Но дело не только в этом. Перед нами не просто собрание рассказов — а особый, чудесный и очень древний жанр литературы. Жанр этот родился в средневековой Японии и называется «дзуйхицу», что в переводе значит «вслед за кисточкой». Классика жанра — это «Записки у изголовья» Сэй Сенагон (Х век) и «Записки от скуки» Кэнко-хоси (XIV век). Это не европейские эссе — они порой тяжеловесны и назидательны. Здесь царит изящество, остроумие, легкость. Здесь память выпущена на свободу и играет веселым калейдоскопом. Кто бы мог подумать, что русский — да, именно русский интернет, и прежде всего Фейсбук, откуда родом Симкин-рассказчик — возродит старинный японский жанр размышлений на кончике пера и сделает его популярным и востребованным? Литература полна неожиданностей.
- Денис Драгунский
«Шура, вы же, кажется, в бухгалтерии работаете?» (Письмо издателю)
Автор этих строк в семнадцать лет встал, как говорили когда-то, на трудовую вахту и с тех пор там пребывает, без малого полвека не выпуская из рук самописку, пишущую машинку и, наконец, компьютерную клавиатуру. Начинал с того, что строчил протоколы судебных заседаний, стараясь успеть за участниками процессов, о чем до сих пор напоминает мозоль на среднем пальце правой руки. Исписал сотни страниц министерскими докладными. За ними последовали две пухлые диссертации, именуемые научными, «труды» и, наконец, разного рода юридические кляузы. Из-за чиновничьего стола, с профессорской кафедры и адвокатской трибуны пытался, как мог, разглядеть окружающих. Все эти годы они менялись вслед за временами, а те изменились вместе с ними.
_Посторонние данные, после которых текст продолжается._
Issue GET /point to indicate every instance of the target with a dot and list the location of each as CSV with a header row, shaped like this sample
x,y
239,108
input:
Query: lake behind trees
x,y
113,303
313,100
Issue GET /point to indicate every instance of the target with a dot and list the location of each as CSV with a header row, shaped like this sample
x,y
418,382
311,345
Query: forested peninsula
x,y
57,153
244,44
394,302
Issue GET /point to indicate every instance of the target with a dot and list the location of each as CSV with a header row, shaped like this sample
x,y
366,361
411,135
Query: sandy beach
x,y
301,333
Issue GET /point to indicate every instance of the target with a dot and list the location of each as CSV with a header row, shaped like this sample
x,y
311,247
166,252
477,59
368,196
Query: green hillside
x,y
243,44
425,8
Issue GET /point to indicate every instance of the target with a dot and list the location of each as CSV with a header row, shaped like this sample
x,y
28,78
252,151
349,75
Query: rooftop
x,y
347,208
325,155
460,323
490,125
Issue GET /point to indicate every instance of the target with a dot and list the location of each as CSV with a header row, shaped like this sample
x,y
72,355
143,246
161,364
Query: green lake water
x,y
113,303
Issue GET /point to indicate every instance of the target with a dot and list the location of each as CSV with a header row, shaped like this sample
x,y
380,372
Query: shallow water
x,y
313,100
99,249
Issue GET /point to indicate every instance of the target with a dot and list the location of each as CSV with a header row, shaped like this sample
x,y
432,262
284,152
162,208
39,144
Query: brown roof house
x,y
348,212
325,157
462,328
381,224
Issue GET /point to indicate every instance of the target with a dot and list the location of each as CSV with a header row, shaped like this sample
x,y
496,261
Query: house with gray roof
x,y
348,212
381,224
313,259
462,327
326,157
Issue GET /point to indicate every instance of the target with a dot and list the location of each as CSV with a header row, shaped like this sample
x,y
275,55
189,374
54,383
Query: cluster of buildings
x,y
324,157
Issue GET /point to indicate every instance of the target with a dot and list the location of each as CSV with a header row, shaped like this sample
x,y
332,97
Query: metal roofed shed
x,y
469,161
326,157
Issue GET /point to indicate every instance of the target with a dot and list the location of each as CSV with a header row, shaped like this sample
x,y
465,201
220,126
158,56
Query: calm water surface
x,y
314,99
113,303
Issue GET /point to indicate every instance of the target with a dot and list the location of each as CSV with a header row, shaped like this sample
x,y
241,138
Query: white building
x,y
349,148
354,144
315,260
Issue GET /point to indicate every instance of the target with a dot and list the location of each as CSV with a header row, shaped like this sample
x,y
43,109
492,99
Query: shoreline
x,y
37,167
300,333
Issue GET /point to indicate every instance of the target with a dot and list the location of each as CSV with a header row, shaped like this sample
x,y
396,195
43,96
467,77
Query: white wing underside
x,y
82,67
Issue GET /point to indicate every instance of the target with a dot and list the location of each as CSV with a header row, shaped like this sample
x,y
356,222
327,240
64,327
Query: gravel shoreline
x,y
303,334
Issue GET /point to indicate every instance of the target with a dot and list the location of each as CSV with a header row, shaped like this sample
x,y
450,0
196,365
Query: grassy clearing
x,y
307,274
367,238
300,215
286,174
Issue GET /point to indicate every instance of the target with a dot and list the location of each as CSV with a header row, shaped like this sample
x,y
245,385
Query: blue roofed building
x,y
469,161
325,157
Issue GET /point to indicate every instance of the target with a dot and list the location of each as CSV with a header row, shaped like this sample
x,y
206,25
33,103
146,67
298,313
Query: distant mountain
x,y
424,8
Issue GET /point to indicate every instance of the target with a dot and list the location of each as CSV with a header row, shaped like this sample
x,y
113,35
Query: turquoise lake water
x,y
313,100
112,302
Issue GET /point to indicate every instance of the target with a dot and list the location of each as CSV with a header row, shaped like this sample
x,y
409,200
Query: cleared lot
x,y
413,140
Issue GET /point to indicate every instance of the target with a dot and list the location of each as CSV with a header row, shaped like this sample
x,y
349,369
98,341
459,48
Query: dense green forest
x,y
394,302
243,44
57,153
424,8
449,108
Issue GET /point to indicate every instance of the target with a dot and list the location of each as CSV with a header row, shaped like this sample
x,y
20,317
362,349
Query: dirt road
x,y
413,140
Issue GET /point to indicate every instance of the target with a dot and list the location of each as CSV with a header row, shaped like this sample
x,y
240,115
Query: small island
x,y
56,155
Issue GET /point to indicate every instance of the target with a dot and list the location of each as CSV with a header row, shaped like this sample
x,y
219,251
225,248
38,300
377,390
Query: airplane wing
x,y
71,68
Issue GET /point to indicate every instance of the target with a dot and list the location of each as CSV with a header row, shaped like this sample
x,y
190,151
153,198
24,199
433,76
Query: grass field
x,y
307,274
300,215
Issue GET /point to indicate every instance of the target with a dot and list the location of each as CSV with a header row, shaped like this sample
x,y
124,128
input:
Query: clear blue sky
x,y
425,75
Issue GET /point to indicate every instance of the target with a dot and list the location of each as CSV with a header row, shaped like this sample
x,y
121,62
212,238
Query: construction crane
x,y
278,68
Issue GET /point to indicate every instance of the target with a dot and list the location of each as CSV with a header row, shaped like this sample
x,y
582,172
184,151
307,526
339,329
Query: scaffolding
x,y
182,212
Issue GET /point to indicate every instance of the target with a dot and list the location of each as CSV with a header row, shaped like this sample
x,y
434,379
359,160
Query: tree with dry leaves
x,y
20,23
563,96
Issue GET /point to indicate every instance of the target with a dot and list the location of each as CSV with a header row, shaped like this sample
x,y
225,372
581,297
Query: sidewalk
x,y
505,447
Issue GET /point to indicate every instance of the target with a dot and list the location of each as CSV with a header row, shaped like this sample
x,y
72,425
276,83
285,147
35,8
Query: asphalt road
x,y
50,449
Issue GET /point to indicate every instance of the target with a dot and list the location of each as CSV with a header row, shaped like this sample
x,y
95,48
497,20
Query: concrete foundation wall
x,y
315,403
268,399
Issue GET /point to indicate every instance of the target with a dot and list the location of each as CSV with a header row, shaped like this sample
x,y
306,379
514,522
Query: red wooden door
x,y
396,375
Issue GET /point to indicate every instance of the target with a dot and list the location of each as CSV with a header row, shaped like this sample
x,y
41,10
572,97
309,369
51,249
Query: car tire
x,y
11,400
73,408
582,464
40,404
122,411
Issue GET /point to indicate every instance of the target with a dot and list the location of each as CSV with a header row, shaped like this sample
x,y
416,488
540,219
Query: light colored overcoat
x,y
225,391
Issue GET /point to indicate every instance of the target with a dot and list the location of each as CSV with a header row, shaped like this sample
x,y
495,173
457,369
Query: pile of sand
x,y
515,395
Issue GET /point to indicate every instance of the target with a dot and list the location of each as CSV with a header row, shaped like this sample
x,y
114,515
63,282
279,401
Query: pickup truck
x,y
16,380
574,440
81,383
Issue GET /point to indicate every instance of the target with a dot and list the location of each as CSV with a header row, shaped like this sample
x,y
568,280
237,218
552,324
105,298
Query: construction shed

Нам так повезло или, напротив, не повезло, что на нашем веку распалась связь времен и на нас обрушились обстоятельства новой жизни. Не знаю, как бы их поточнее назвать. Может, как чеховский Фирс, который время до и после реформ полуторастолетней давности обозначал: «до несчастья» и «после несчастья»? Свыкшись с предыдущей жизнью, иные до сих пор не понимают, где они, кто они, блуждают в смыслах и объяснениях. Жизнь была понятна, теперь — не очень. Кое-какие истории из той, понятной жизни, почему-то сохранились в памяти автора. И от частого пересказа в застольных разговорах («table-talk») сформировалось нечто вроде анекдотов в старинном смысле слова, «исторических» анекдотов.
С появлением соцсетей стал «выкладывать» их в виде «постов», на всякий случай зашифровав иные, слишком громкие имена. Неожиданно оказалось, что мои истории могут быть интересны не только «своим», но и «чужим», не знакомым ни со мной, ни с моими персонажами людям. Предложил в пару «толстых» журналов — как ни странно, опубликовали. И, наконец, совершенно обнаглев, обратился в издательство. Это вместо того, чтобы самому что-нибудь умное почитать. «Читать не умеем, а писать — пишем. — Как же это так? — А мы мелом пишем. На штанах. Мы — портные». Самуил Маршак, пьеса «Умные вещи», написана за много лет до появления соцсетей.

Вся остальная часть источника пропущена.